| Guardando a venticinque anni di attivita' del Consiglio Superiore
della Magistratura, l' A. segnala con forza l' esigenza di una
riflessione degli studiosi che muova da una rigorosa analisi delle
norme costituzionali. In particolare, l' A. osserva che nel disegno
delle norme costituzionali il Consiglio Superiore della Magistratura
e' organo di garanzia della intransigente difesa dell' indipendenza
della magistratura, il suo ruolo consistendo appunto nell' elaborare
strumeni di governo amministrativo e disciplinare dell' ordine
giudiziario tutti orientati in direzione di quella garanzia. Al tempo
stesso l' A. osserva che nel disegno costituzionale non esiste alcuna
legittimazione del Consiglio Superiore della Magistratura allo
svolgimento di un ruolo politico (o di orientamento politico della
magistratura). In questa prospettiva, l' A. opera una concisa sintesi
delle esperienze di governo del giudiziario maturate dal Consiglio
Superiore della Magistratura dagli anni Sessanta alle tormentate
esperienze degli anni Ottanta, che nel loro insieme valuta in modo
fortemente positivo. A suo avviso, anche negli anni piu' recenti, non
sono tuttavia mancati i fenomeni di segno negativo, che in misura
decisiva si devono a tre ordini di fattori: lo stato di autentico
degrado della legislazione di ordinamento giudiziario, le proiezioni
sul Consiglio stesso degli interessi di corporazione (attivati dalle
organzzazioni di corrente della magistratura), le interferenze della
politica nelle cose del giudiziario. Da cio' visibili punti di caduta
del disegno costituzionale e, a sentire l' A., una autentica crisi di
identita' del Consiglio Superiore della Magistratura, diventata
particolarmente grave nel corso degli anni Ottanta. Una crisi di
identita' tanto piu' inquietante se mai "politica" del Consiglio
Superiore e suo indirizzo politico dovessero significare prassi di
governo amministrativo e di governo disciplinare della magistratura
esposte al rischio di interferenze nel modo di svolgimento dell'
attivita' giurisdizionale.
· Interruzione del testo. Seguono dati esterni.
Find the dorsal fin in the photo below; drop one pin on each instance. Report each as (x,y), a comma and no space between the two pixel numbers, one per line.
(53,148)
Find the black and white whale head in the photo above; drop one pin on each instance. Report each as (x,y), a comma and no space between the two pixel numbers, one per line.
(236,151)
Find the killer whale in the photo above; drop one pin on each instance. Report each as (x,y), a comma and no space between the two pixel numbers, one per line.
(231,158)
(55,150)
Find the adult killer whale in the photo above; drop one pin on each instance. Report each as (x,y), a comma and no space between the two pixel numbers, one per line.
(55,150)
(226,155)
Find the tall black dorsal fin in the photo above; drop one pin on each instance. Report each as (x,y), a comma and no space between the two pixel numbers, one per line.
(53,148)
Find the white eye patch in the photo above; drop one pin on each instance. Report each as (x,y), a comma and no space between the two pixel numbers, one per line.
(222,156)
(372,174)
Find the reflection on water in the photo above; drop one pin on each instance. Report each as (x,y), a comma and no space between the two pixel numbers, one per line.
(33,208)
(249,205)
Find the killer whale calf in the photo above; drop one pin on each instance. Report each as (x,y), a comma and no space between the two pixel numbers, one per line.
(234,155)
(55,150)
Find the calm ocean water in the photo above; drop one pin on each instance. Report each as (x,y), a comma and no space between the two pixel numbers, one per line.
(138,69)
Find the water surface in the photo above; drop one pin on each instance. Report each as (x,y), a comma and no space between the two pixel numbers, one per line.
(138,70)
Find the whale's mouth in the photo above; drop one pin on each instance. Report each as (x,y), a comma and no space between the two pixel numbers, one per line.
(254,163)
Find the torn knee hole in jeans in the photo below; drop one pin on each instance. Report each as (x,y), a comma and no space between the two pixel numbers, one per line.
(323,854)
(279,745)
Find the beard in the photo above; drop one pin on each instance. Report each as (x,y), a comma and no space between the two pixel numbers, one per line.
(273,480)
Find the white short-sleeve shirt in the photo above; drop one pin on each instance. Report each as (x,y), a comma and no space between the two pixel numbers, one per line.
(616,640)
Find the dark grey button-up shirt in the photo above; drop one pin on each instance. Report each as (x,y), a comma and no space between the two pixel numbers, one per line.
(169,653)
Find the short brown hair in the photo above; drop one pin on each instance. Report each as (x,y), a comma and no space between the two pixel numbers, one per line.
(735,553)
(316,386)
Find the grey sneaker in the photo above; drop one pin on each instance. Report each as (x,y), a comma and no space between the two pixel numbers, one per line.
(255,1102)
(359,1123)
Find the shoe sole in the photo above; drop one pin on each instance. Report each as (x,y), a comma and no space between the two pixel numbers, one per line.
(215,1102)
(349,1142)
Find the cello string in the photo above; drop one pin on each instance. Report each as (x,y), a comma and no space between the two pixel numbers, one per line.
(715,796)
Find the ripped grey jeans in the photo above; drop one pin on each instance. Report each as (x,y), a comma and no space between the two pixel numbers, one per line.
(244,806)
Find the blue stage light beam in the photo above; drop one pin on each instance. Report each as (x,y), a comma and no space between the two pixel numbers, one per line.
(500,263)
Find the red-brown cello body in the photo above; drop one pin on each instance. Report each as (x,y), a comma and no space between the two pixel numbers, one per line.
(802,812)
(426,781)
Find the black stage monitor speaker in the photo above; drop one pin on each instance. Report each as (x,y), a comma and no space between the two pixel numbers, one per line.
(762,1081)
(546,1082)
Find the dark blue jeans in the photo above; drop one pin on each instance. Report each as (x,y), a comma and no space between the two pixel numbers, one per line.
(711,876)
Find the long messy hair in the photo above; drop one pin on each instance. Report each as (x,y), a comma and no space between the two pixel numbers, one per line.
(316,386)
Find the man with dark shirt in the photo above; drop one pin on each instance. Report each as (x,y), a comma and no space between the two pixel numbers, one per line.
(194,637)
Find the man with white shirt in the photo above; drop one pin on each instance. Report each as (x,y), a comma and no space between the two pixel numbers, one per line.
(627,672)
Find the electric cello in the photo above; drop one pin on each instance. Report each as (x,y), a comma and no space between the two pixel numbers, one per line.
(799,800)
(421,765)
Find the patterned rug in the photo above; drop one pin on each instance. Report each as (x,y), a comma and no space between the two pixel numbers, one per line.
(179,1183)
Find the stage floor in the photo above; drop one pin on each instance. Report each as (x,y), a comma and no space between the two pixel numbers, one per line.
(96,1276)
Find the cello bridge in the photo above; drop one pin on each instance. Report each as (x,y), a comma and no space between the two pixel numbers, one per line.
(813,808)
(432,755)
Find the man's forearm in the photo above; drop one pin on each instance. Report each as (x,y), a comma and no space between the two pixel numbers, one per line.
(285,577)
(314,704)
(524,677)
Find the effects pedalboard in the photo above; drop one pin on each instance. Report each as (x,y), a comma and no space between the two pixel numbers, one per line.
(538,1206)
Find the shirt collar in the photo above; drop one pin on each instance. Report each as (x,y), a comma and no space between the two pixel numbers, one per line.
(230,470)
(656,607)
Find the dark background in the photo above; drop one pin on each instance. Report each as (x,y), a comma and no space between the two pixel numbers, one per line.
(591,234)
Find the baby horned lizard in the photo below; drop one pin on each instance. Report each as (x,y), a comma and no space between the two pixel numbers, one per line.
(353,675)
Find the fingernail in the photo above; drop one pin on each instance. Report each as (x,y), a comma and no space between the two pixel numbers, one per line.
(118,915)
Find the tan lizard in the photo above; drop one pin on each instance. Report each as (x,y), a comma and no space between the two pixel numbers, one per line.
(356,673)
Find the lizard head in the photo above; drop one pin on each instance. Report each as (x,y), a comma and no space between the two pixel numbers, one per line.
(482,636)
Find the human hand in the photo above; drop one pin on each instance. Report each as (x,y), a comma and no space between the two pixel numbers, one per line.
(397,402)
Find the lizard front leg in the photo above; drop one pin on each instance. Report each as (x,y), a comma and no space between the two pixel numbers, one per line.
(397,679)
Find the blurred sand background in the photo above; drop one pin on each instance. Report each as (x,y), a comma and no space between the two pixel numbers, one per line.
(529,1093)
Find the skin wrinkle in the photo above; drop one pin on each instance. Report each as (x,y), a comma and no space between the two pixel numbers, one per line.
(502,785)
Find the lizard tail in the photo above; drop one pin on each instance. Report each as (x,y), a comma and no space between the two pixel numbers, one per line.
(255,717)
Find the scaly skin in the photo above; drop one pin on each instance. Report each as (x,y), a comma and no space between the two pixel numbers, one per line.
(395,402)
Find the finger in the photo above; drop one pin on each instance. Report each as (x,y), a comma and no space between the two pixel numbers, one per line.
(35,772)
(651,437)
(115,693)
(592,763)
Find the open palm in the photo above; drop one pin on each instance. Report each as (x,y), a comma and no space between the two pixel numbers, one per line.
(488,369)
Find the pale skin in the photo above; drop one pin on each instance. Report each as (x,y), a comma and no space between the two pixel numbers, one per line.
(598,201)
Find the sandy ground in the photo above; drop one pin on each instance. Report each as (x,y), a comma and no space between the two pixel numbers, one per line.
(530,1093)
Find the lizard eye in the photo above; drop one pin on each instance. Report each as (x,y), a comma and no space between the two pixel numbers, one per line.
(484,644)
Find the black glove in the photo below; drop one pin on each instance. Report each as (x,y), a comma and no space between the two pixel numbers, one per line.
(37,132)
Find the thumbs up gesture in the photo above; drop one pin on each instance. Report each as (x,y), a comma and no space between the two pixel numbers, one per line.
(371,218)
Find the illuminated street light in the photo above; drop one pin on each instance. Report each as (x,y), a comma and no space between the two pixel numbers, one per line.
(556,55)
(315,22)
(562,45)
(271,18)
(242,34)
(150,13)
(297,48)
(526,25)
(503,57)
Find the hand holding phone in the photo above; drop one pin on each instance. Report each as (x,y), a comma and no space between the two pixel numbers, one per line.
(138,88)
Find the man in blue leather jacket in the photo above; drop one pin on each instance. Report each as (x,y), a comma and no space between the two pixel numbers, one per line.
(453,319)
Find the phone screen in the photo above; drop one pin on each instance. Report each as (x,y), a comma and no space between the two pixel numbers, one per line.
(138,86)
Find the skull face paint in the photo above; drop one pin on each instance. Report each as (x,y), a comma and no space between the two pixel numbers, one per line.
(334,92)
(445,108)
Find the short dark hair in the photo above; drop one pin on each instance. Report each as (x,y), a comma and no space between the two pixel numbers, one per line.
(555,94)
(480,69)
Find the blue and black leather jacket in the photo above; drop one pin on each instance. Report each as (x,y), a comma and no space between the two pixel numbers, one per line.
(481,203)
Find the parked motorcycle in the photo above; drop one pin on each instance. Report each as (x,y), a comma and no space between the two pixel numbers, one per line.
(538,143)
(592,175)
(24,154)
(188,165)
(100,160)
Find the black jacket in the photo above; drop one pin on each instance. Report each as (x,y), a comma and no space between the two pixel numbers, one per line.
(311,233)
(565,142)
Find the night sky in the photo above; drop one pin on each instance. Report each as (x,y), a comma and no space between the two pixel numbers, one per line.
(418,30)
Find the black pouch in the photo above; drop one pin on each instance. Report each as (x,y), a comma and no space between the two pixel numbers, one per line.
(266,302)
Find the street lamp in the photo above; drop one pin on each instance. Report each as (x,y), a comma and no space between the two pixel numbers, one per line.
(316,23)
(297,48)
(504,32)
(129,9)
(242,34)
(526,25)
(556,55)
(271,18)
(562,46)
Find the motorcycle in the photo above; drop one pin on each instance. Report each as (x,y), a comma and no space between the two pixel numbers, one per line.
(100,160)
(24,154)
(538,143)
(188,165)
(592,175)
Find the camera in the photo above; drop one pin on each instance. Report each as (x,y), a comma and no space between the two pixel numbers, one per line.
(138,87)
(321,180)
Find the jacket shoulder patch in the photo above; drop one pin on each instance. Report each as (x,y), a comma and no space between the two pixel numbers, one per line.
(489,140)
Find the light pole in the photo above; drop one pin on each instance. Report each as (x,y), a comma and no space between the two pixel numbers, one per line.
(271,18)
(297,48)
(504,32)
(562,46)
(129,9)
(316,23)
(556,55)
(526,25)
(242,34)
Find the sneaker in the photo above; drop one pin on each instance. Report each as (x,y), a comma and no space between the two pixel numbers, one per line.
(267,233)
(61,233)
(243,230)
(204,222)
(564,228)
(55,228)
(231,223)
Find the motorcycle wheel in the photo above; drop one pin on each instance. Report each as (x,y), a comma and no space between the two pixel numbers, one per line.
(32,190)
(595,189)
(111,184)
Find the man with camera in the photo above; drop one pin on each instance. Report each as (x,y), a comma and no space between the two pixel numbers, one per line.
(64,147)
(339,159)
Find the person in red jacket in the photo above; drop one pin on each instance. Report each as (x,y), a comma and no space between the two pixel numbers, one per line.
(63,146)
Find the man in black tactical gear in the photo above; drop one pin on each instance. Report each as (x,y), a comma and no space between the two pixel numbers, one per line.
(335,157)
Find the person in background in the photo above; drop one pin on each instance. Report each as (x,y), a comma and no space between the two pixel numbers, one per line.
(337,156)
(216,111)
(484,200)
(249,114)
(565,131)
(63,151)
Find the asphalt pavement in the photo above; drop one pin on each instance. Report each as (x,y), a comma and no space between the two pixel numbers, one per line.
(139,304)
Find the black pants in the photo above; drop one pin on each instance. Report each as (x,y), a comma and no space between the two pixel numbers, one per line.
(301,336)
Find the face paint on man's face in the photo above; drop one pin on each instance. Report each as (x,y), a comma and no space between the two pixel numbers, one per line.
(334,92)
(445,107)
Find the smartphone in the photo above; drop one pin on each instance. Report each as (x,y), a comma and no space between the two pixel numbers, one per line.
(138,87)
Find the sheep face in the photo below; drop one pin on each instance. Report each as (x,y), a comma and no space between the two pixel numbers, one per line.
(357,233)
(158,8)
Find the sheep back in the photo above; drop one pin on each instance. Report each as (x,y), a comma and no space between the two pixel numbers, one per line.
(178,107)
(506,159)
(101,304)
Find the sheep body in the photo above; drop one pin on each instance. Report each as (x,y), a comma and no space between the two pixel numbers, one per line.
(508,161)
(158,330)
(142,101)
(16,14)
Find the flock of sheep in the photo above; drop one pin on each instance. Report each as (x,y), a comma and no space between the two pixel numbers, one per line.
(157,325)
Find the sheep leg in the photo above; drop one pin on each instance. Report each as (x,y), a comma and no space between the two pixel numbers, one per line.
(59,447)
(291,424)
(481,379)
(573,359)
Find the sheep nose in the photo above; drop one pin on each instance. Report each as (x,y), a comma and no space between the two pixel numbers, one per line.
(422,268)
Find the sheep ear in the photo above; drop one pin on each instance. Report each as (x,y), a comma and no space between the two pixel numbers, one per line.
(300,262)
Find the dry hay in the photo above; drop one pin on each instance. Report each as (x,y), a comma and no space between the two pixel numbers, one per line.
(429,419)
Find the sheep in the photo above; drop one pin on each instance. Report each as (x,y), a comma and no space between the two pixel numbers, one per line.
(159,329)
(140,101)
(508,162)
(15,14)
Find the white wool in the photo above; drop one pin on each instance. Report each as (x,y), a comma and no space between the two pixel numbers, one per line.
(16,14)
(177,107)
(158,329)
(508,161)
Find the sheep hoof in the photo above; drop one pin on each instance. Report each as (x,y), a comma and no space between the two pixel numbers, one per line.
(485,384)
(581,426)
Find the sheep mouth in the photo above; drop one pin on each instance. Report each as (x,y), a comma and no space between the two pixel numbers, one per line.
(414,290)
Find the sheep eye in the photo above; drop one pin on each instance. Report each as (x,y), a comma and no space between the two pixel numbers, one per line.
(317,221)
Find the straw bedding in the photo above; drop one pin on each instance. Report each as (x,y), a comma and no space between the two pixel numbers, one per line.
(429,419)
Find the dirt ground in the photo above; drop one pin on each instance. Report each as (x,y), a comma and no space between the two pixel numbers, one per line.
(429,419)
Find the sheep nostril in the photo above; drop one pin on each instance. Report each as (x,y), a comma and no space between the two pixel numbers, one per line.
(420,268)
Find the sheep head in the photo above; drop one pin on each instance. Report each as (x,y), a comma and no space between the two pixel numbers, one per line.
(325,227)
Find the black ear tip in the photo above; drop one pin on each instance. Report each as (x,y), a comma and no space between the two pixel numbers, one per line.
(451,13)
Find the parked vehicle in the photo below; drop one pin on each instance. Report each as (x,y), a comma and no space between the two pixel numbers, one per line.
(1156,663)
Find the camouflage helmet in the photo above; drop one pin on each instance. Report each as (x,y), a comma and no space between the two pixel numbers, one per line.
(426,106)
Come osserva l' A., il giudice infatti e'
soggetto soltanto alla legge, e non e' pensabile che sia al tempo
stesso soggetto ai poteri discrezionali di un Consiglio Superiore
della Magistratura politicamente orientato orientato. Muovendo da
queste premesse, il discorso dell' A. svolge percio' rilievi
fortemente polemici nei confronti dei progetti di ingegneria
istituzionale oggi in corso di elaborazione presso i teorici di una
qualche soggettivita' politica dell' organo di governo della
magistratura, che per i motivi indicati sembrano essere
pericolosamente eversivi del disegno delle norme costituzionali.